The BHF-UCL team have made 93 Source Forge request (to 18/09/08) which has led to the creation of 183 new GO terms. Many of these requests were specific to cardiovascular processes, for example several led to substantial improvements in the terms available to describe plasma lipoprotein particles and the processes involved in the assembly, disassembly, modification and transport of these particles. (Note that plasma lipoprotein particles are often indicators of cardiovascular disease risk).

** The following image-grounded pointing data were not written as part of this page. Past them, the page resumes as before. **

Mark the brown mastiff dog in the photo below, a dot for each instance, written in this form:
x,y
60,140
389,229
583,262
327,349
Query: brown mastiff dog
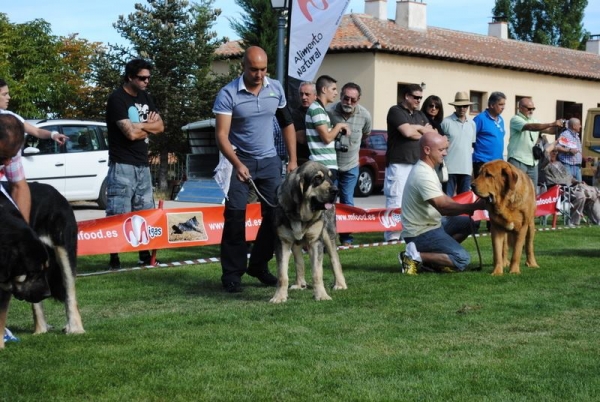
x,y
305,216
511,204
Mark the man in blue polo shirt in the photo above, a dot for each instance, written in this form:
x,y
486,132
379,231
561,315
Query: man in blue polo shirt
x,y
489,126
244,111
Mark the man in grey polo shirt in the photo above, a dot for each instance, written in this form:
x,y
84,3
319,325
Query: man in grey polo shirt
x,y
348,110
244,111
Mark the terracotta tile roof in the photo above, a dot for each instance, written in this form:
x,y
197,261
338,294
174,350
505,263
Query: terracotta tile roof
x,y
363,33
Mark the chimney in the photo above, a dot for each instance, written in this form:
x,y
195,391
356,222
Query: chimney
x,y
498,28
411,14
376,9
593,44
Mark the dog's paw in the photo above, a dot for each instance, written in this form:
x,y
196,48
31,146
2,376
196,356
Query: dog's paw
x,y
322,296
278,298
73,330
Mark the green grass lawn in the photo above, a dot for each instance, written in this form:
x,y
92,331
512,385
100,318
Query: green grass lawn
x,y
172,334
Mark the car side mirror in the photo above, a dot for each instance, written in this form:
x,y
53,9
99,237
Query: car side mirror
x,y
31,151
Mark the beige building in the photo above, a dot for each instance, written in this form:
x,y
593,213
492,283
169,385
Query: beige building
x,y
382,55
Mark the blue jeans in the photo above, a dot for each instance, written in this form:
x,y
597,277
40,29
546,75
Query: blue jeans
x,y
575,171
440,240
457,184
266,174
129,188
346,182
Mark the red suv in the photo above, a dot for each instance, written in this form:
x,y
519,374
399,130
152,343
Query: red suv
x,y
371,163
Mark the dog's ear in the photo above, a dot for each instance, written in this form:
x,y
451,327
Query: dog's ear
x,y
297,188
510,178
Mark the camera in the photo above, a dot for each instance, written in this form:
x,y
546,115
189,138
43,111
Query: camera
x,y
339,145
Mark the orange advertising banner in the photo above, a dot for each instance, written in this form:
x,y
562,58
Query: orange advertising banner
x,y
156,229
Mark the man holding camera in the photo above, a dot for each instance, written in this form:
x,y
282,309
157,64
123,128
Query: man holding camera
x,y
524,134
320,134
347,110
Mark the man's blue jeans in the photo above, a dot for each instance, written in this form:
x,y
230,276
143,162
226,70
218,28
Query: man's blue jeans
x,y
346,182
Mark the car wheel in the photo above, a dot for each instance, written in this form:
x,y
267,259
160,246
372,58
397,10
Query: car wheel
x,y
364,185
102,196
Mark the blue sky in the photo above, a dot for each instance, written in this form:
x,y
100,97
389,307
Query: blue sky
x,y
93,20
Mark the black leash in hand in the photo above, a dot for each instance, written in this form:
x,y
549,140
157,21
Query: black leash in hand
x,y
259,193
474,234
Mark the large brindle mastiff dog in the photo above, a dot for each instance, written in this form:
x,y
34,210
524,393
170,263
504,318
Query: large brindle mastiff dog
x,y
305,216
511,204
39,260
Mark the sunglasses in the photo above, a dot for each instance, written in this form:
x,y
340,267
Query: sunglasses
x,y
349,99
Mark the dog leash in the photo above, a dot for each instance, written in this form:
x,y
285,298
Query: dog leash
x,y
476,244
259,193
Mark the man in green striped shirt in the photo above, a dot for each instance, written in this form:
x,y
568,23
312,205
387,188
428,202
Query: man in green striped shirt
x,y
320,135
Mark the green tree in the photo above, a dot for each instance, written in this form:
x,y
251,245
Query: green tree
x,y
258,27
47,75
176,36
549,22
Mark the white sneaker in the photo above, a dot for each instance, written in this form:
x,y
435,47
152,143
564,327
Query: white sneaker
x,y
411,251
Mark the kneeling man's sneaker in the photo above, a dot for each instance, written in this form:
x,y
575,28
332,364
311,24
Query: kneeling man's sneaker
x,y
446,270
409,266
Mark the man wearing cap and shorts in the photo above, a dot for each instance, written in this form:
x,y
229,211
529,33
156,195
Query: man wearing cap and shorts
x,y
460,131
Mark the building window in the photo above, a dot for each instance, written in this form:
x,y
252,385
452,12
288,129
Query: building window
x,y
517,100
477,99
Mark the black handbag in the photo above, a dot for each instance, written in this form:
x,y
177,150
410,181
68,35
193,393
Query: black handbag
x,y
538,149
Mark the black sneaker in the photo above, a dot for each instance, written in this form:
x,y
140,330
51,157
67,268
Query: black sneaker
x,y
146,262
115,262
233,287
265,277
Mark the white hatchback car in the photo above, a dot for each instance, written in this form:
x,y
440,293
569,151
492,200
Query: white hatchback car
x,y
76,169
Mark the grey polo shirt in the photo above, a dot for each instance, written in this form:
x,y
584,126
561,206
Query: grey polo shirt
x,y
360,123
251,129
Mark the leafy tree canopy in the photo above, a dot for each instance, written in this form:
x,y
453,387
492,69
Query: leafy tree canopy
x,y
549,22
258,27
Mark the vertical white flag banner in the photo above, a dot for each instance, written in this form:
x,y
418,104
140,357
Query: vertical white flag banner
x,y
313,25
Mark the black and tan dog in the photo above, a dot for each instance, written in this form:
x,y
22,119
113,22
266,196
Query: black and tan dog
x,y
39,260
305,216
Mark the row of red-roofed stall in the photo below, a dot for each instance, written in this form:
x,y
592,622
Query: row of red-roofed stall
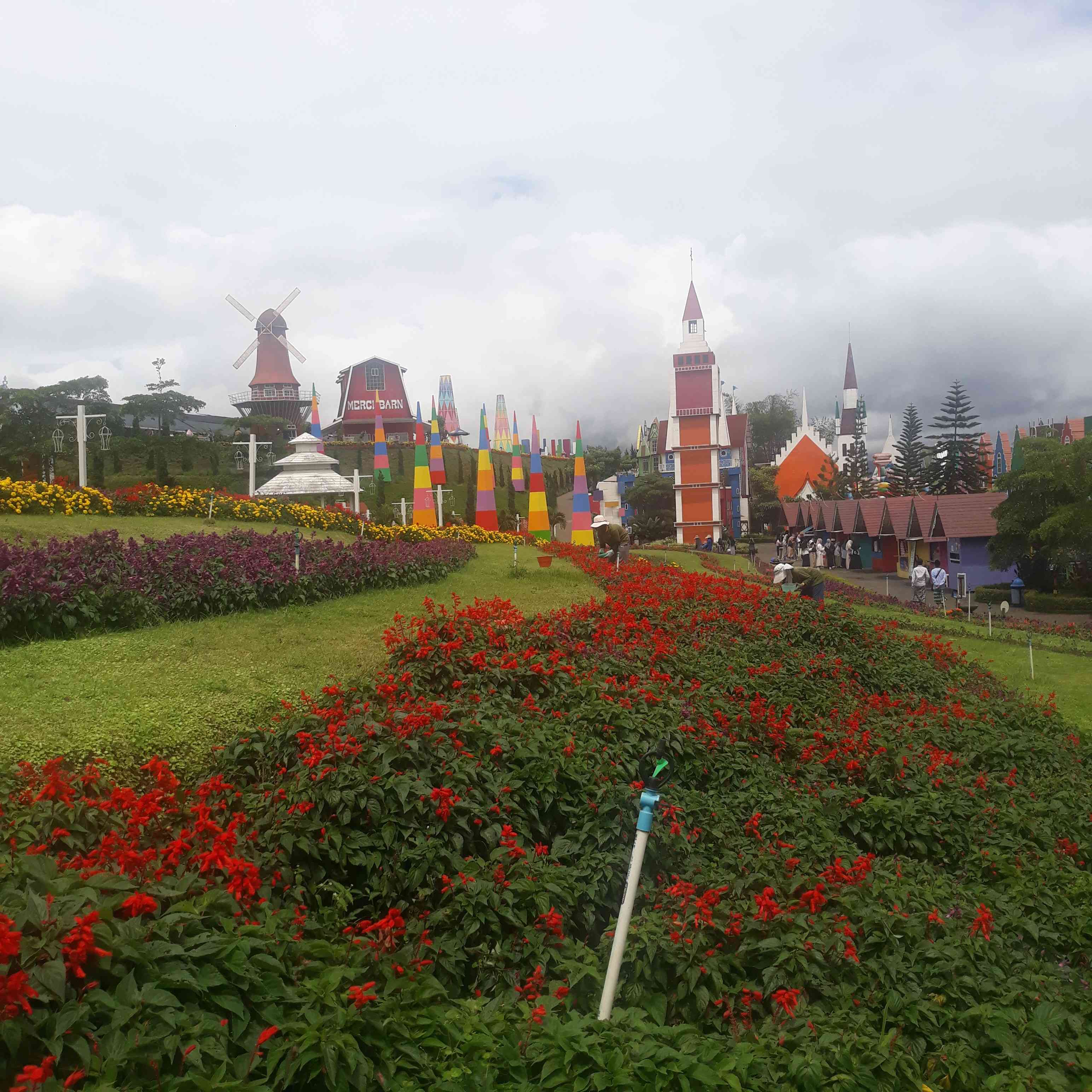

Annotation Outreach and User Advocacy Efforts:

The UCL GO curators are closely associated with the Cardiovascular Genetics group at UCL and have given 2 presentations at their group meetings. During one of these group meetings the annotation of the APOA family was discussed and modifications to the annotation of these genes were made to reflect this discussion.

Other Highlights:

Five cardiovascular-related societies or groups have given their support to this project and now provide a direct link to our website and help with the promotion of our Newsletter. To date the Initiative has circulated three newsletters, in April 2008, July 2008, October 2008, by direct email to the International Advisory Committee and individuals who have expressed an interest in this project; by indirect email, though the mailing lists of several cardiovascular related societies, as hardcopies at meetings and through our web site.